CRFB Releases Its Realistic Baselines

Today, CRFB released a new policy paper showing a more probable fiscal outlook over the coming decade than what baseline budget projections would predict. Late last week, CBO released its updated current law budget and economic assumptions. While current law projections show debt continuing to grow over the next ten years, it is highly likely that actual deficits and debt will be much worse over both the medium- and long-term.

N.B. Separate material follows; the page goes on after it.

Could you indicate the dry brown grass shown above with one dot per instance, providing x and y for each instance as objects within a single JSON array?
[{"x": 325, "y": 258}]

Under current law, debt is projected to grow from 62 percent of GDP this year to 69 percent by 2020. However, this current law baseline assumes that a number of policies that are scheduled to expire actually actually do, when in all likelihood many of them will be extended. There are four main assumptions in current law projections that are unlikely to materialize and will push deficits and debt even higher:

  • The 2001/2003 tax cuts will fully expire at the end of this year;
  • Lawmakers will stop "patching" the Alternative Minimum Tax (AMT) to keep it from hitting middle-income earners;
  • Medicare physician payments will fall by about 30 percent over the next few years;
  • Discretionary spending will grow in line with inflation over the next ten year, declining as a share of GDP.

Incorporating these changes (and a few other small ones) on top of baseline deficits will drastically increase out borrowing needs over the medium- and long-term.

  2011-2020 (billions)
Current Law Deficits $6,246
Extend 2001/2003 Tax Cuts for All but Top Earners $1,727
Index AMT to Inflation $583
Interaction Between Tax Cuts and AMT $683
Medicare Pay Patch $276
Faster Discretionary Growth $1,273
Reduce Troops in Iraq and Afghanistan -$914
Interest $810
CRFB Realistic Baseline Deficits $10,683

Under CRFB's Realistic Baseline, debt would reach 89 percent of GDP in 2020 - much higher than the 69 percent projected under current law.

CRFB also developed a more realistic long-term baseline (click here to read about all of our long-term assumptions). Instead of debt rising to 85 percent of GDP by 2040, to 94 percent by 2060, and to 114 percent by 2080 (note: long-term baseline figures adjusted by CRFB to include CBO's updated medium-term projections from last week), debt would rise to 127 percent of GDP by 2030, to 182 percent by 2040, and to 246 percent by 2050 under more realistic assumptions. Surely, no economy could ever sustain such enormous debt levels.

In the policy paper, CRFB argues that policymakers should decide which policies are most important to continue, and then they should offset the costs of whichever policies they keep.